THE QUALITY OF THE SONGS IS SO HIGH THAT YOU MUST HAVE OFTEN LOOKED AT EACH OTHER HAPPY, OR DID NOT REALIZE HOW GOOD IT IS DURING THE RECORDINGS?

RAY: We realized the songs were good early on. It was just a matter of getting a satisfactory recording and mix for each song. Mike and I both co-produced the album, but Mike does the mixing, because he will notice things in the mix that I don’t. I told him the other day that our songs sound both modern and from the past–like AM radio, but in stereo!

MIKE: Sometimes, you can tell early on that you’ve got a good one, and the trick is to not mess it up! Once we figured out what direction the album was headed in, the songs really took care of themselves, we just need to capture that essence. That’s the happy fun part, but easier said than done! There were nights sitting in bed falling asleep with headphones on and listening to whatever song we were working on a loop,. I’d wake up at 3:30am and finally hear the thing that needed fixing – usually subtracting –  to tighten the song up. There’s really no wasted action in any of these songs – get in, hit the hook, get out and hopefully end up with a great song between 3:02 and 3:30.

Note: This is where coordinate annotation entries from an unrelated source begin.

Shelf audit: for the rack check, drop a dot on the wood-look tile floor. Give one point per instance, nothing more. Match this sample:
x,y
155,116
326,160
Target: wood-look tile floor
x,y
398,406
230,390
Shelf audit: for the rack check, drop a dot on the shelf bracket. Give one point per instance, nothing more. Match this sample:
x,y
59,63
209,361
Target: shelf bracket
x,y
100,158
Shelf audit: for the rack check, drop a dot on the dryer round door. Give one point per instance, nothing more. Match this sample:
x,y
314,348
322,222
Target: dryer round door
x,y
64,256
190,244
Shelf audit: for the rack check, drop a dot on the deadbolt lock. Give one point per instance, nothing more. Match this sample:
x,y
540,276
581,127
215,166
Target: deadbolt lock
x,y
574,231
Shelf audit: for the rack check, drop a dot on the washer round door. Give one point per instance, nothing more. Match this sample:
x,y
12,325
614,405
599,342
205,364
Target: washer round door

There’s enough little weird time signatures (much to our drummer Rob’s frustration) that make things interesting. I’m not saying it’s like Rush or even Burt Bacharach time signatures, but somewhere in between to keep us all on our toes! 😉


STUMBLING DOWN MEMORY LANE, LAST DAYS OF SUMMER, WHEN WE WERE YOUNG, ME AND MY BIG MOUTH ARE MORE MELONCHOLIC AND NOSTALGIC. IS IT A CONSCIOUS CHOUCE TO MAKE THEM THE LAST FOUR SONGS OF THE RECORD?

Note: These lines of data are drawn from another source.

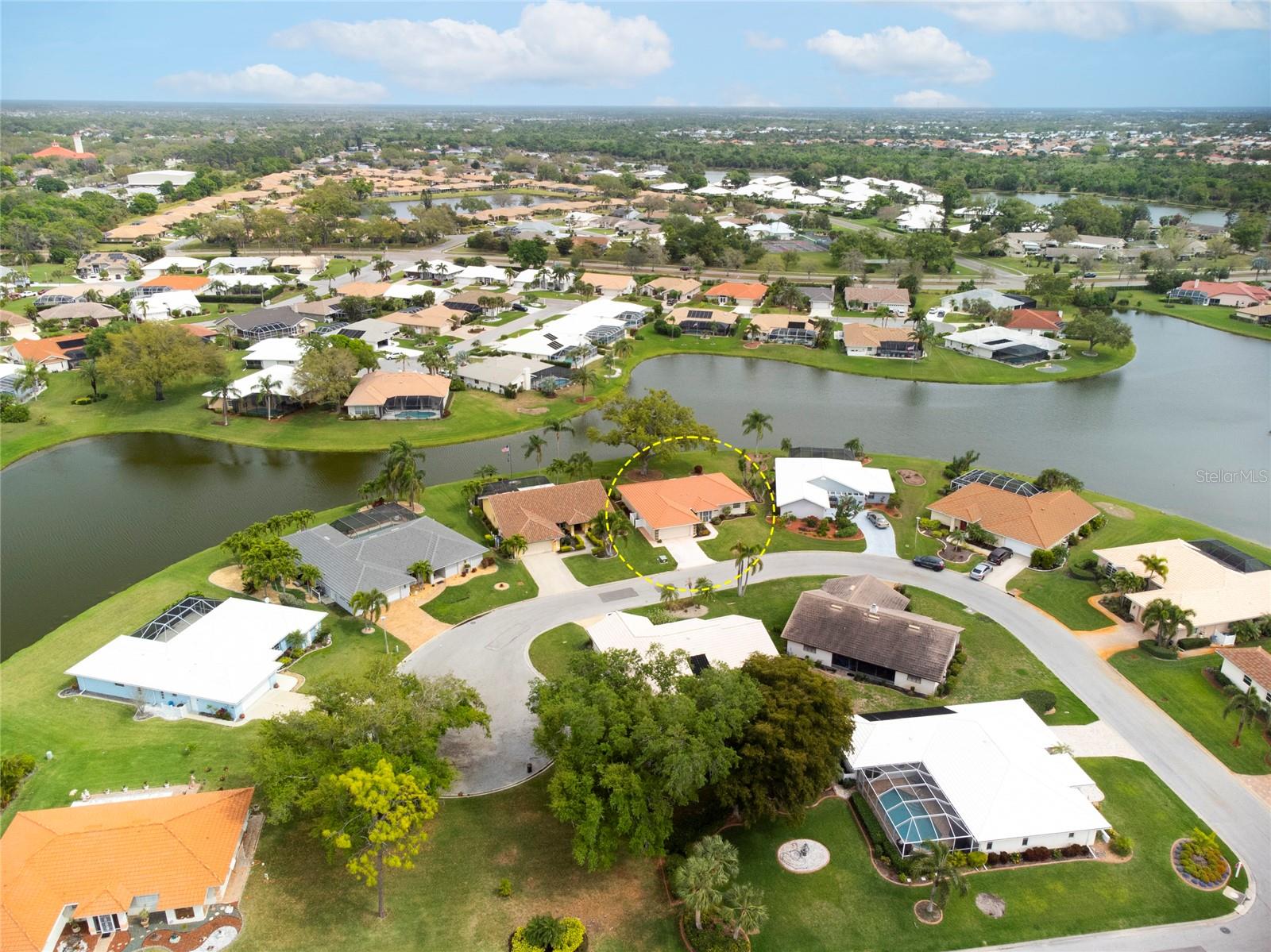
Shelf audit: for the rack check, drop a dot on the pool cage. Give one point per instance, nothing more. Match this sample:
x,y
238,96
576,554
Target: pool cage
x,y
913,807
176,619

RAY: Not really. When Mike and I were putting the track list in order, we had two different ways of looking at it. Mike looked at it as if it was a set list for a live gig. I looked at it as if it was a vinyl record: side one and side two. It just seemed to make sense to put those four songs last. Initially I thought the album should end with When We Were Young, and Mike thought it should end with Over You. Mike decided to move Over You up into more or less the middle of the album, and I thought it would be nice to end it with Me And My Big Mouth, which is musically more upbeat.

Mike made a comment to me the other day that Handclaps And Tambourines is very nostalgic-sounding–and he’s right, it is. A pandemic-induced lockdown will do that. Plus, at our age, you inevitably start looking back at some point. But the thing is, you can’t spend too much time doing that, or you’ll get stuck in rewind. The next album will be more forward-looking.

MIKE: The whole album has a nostalgic flavor, but it doesn’t live there full time. We did move Over You up to follow I See You & I Can’t Stop Thinking About You as sort of a trilogy of “You” songs. That meant the end of the record naturally gears down a bit before sticking the landing with Me And My Big Mouth.